Don't buy health insurance from a non-health insurance entity. I would not recommend any carrier who isn't a big player. Ask your agent if they carry E & O or errors and omissions insurance. If they don't, stranger danger.
This came via different method so I am unsure where, but this came from the Colorado DORA.
Proposed plan counts for 2017
-131 plans on exchange
-144 plans off exchange
275 total, down from 413 last year
23 Carriers with proposed plans for 2017. The shitty company I mentioned earlier is tellingly nowhere to be found.
Of those, there are seven carriers offering 131 plans ON exchange, and there are ten OFF exchange. Off exchange plans are for those who are NOT getting tax credits or subsidies. ON exchange is for those who earn up to 400% of the federal poverty level. KP.org has the best subsidy calculator that I have seen. Google 'KFF Calculator' and go from there, make sure you are at the kaiser family foundation website.

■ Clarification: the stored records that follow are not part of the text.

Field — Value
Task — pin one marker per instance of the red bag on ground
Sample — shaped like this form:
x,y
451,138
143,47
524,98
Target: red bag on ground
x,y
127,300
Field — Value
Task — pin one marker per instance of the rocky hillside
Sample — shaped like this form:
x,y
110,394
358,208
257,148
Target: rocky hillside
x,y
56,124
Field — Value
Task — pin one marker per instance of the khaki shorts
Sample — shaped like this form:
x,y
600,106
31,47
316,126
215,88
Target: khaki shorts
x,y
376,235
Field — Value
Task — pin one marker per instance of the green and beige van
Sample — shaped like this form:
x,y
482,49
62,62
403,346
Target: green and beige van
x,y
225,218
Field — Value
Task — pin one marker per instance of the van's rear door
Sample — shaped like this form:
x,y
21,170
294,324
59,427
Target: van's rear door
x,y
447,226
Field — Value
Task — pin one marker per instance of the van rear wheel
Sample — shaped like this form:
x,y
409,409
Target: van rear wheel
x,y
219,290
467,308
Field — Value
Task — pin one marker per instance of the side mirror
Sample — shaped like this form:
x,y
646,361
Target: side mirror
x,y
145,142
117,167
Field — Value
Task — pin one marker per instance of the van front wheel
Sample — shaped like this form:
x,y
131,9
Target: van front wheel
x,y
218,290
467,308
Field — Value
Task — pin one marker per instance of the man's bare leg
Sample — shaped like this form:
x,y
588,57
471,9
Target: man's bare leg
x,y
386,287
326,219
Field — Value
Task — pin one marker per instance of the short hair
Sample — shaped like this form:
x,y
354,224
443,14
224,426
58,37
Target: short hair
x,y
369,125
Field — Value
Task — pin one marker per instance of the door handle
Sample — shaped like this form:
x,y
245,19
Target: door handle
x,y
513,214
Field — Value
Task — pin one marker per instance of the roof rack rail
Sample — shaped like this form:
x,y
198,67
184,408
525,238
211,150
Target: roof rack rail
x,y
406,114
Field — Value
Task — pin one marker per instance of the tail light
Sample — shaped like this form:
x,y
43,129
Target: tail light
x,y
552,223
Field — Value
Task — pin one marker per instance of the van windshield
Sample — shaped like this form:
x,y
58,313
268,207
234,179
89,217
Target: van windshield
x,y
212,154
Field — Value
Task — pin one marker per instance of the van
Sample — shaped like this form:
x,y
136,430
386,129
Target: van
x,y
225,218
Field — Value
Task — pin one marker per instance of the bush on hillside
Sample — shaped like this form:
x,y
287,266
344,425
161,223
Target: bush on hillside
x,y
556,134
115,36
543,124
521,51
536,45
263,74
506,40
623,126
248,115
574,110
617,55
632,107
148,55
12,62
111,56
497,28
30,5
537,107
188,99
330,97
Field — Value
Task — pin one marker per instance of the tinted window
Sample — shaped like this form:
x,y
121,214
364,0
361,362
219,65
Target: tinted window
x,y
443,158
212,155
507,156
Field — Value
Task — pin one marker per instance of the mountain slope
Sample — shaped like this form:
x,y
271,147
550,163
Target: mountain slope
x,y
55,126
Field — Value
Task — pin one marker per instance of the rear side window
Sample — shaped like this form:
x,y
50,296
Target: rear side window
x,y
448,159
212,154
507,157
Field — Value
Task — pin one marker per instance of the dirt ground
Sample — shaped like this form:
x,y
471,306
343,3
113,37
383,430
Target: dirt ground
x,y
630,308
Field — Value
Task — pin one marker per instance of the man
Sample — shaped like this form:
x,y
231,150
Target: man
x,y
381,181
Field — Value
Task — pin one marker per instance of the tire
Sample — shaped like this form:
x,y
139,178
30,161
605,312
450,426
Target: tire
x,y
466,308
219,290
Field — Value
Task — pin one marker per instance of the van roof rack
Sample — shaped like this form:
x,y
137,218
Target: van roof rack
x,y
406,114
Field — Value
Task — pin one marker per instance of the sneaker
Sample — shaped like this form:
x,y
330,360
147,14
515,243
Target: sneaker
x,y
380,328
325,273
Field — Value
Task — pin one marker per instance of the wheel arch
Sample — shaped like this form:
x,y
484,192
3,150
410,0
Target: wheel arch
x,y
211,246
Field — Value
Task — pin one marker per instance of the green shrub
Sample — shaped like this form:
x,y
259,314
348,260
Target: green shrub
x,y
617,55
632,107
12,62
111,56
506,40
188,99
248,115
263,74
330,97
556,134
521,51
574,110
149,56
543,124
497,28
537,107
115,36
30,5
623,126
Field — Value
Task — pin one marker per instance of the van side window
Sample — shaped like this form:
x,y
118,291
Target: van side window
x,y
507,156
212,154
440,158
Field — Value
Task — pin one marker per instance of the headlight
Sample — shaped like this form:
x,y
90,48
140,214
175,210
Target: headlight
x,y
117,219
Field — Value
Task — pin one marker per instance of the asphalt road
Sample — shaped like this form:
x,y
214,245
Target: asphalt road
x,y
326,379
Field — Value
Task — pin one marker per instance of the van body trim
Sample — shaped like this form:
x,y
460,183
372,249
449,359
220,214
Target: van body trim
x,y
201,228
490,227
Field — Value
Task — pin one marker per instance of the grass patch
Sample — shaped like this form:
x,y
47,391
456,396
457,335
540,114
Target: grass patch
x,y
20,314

Carriers that have submitted plans to the division of insurance-
-new carrier centura based Bright Health Plans
-Cigna
-Colorado Choice Health Plans
-Denver Health Medical Plan
-Anthem
-Kaiser
-Golden Rule aka United HealthOne
-Freedom Life Insurance Co
-National Foundation Life Ins. Co.
-Rocky Mountain Health Plans
The biggest problem is adverse risk, which comes along with the removal of medical underwriting. For those with a functional brain, the high cost of insurance does not always off set the high cost of health care. Most consumers would understand and agree that the first people to sign up were those who were going to have to use the plan. Healthy people would rather pay the penalty and chance it without insurance than pay the higher rates than what they've had before. The average 30 year old will pay over two thousand dollars in premium. If the penalty is $695, then it makes sense to NOT carry insurance, which is fucking ridiculously stupid, but financially smart. If the penalty was higher, that would change things.
Personally, I think the entire thing is designed to fail. We will continue to see carriers exiting the market for all sorts of reasons, mostly financial, and we will see fewer and fewer choices. Then, our legislators will look at the situation, blame it on those big bad insurance companies, and offer to have the government come in and fix it. So everyone would have medicaid. Not ideal.
And by the way, vote no on amendment 69, single payer in Colorado. Won't work. They want to double the state budget from 27BILLION dollars to 52 BILLION dollars to fund care for all. Also supplemented by a ten percent payroll tax! Yeay!